Here are some pics of a plywood frame with oak veneers on front and back. It started as a TTF design with a wide distance between the finger hooks. After completing the frame, I shot it for many months. Eventually I went back to OTT frames so this frame was converrted. I filled the holes in the forks and changed the tips. After a while, I wanted more of a finger hook so I ground out some wood and made deeper hooks. Recently, I removed the bottom of the finger hooks and narrowed the distance between the hooks to a hair over 3". I also narrowed the top of the handle and sanded more bevel on the edges. I'm hoping that this will be the last chop job on this frame but...
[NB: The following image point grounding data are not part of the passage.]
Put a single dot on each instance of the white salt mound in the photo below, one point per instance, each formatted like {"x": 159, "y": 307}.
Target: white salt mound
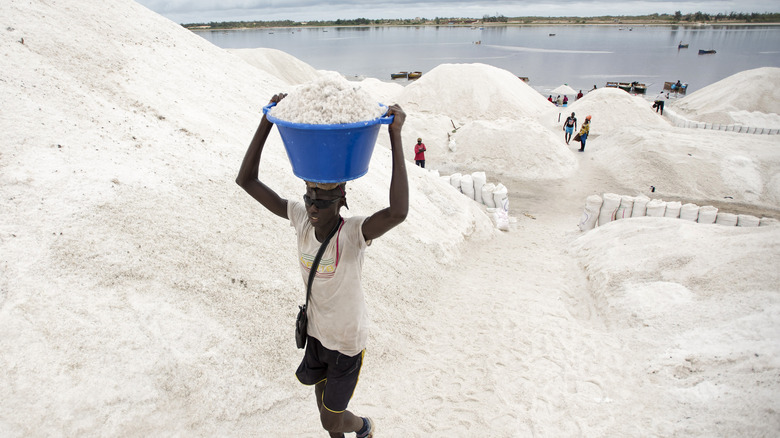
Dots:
{"x": 279, "y": 64}
{"x": 472, "y": 92}
{"x": 328, "y": 100}
{"x": 750, "y": 90}
{"x": 611, "y": 109}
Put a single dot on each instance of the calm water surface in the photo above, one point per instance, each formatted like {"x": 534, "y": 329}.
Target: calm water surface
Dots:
{"x": 581, "y": 56}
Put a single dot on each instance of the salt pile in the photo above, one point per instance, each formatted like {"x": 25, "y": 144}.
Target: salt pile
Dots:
{"x": 751, "y": 98}
{"x": 521, "y": 148}
{"x": 281, "y": 65}
{"x": 330, "y": 99}
{"x": 472, "y": 92}
{"x": 143, "y": 293}
{"x": 611, "y": 108}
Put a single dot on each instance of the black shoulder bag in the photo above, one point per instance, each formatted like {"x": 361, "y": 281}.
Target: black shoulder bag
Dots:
{"x": 302, "y": 321}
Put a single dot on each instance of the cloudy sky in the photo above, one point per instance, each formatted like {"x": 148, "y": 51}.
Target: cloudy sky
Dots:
{"x": 191, "y": 11}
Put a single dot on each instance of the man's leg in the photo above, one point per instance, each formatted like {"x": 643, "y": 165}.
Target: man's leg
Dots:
{"x": 336, "y": 424}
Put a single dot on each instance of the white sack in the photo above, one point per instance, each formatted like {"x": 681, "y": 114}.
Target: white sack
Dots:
{"x": 707, "y": 214}
{"x": 609, "y": 208}
{"x": 487, "y": 195}
{"x": 591, "y": 213}
{"x": 656, "y": 208}
{"x": 479, "y": 179}
{"x": 499, "y": 195}
{"x": 768, "y": 221}
{"x": 625, "y": 208}
{"x": 455, "y": 180}
{"x": 746, "y": 220}
{"x": 728, "y": 219}
{"x": 689, "y": 212}
{"x": 501, "y": 215}
{"x": 467, "y": 186}
{"x": 673, "y": 209}
{"x": 640, "y": 206}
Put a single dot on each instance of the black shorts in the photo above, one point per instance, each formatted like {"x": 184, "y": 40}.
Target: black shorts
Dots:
{"x": 339, "y": 372}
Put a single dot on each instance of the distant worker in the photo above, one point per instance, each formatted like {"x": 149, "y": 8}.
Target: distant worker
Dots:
{"x": 568, "y": 127}
{"x": 419, "y": 153}
{"x": 658, "y": 104}
{"x": 583, "y": 134}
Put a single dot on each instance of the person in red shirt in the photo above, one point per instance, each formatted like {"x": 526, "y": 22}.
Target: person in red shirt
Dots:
{"x": 419, "y": 153}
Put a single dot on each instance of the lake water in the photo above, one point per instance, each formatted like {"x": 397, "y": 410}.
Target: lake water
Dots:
{"x": 581, "y": 56}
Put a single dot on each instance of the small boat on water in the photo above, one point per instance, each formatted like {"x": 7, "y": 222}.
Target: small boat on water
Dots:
{"x": 629, "y": 87}
{"x": 675, "y": 87}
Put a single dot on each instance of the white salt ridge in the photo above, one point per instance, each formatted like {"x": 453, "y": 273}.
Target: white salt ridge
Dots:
{"x": 328, "y": 100}
{"x": 140, "y": 286}
{"x": 281, "y": 65}
{"x": 751, "y": 98}
{"x": 472, "y": 92}
{"x": 611, "y": 109}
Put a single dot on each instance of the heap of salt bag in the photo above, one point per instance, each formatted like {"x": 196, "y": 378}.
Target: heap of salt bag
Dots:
{"x": 626, "y": 207}
{"x": 467, "y": 186}
{"x": 328, "y": 100}
{"x": 479, "y": 179}
{"x": 609, "y": 208}
{"x": 640, "y": 206}
{"x": 728, "y": 219}
{"x": 747, "y": 220}
{"x": 689, "y": 212}
{"x": 656, "y": 208}
{"x": 455, "y": 180}
{"x": 707, "y": 214}
{"x": 591, "y": 213}
{"x": 487, "y": 195}
{"x": 500, "y": 196}
{"x": 673, "y": 209}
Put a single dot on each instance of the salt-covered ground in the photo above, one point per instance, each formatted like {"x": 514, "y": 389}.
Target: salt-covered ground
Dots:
{"x": 144, "y": 294}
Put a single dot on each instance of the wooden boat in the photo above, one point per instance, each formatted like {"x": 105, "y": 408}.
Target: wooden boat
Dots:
{"x": 672, "y": 86}
{"x": 638, "y": 88}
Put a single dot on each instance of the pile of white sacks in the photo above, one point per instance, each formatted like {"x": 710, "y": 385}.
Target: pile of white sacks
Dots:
{"x": 493, "y": 196}
{"x": 602, "y": 210}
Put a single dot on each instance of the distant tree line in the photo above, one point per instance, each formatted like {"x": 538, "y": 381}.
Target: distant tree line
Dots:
{"x": 677, "y": 17}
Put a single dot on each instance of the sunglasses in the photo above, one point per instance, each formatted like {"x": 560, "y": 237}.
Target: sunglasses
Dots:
{"x": 319, "y": 203}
Three pics of same frame...
1 - original TTF style
2 - conversion to OTT with deep finger hooks
3 - OTT, smaller finger hooks with 3" width, and less width at top of handle
I don't have a transition pic with the OTT design with shallow finger hooks and almost a 4" width between. Hopefully the pics upload in proper order.

Cheers,
Northerner


----------



## Northerner (Nov 9, 2010)

Pics uploaded in reverse order... 3, 2, 1


----------



## justplainduke (May 31, 2011)

Man, I am the worst at tinkering with my frames!!! 
When I buy a frame there is always something that I think needs improving or changing to suit my needs or sometimes for plain experimentation purposes
Ok, maybe not the $100.00 frames









When I design one it goes through multiple revisions before I'm happy with it. I'm very fortunate to have 3d solidworks software to do and save these revisions as well as do strength tests on the computer before actually hand cutting the frames. Then I end up fitting each one as I carve them with rasp and file. The finished product is satisfying, to say the least









Ps. I really like the strong bullet proof design that you have there! Nice work!


----------



## gamekeeper john (Apr 11, 2011)

yes i know exactly what u mean, my pocket rocket as gone from a pocket rocket 1 to a pocket rocket 2 and now i have the pocket rocket 3 lol. my poachers friend as been improoved and my demon as been slimlined, my elastic grooves have changed and i now use a more hardwearing polly finish, to be honest all my designs are constantly improoving, i'v even just changed my router bit to get more of a curve lol, and i'm pretty sure i will stil be improoving them years down the line lol -- john


----------



## bootneck (Feb 20, 2011)

Try as i might i just cant leave anything alone wether its my catties,the house or my wife ;-) nothing stays how it was made if i get my grubby mits on it


----------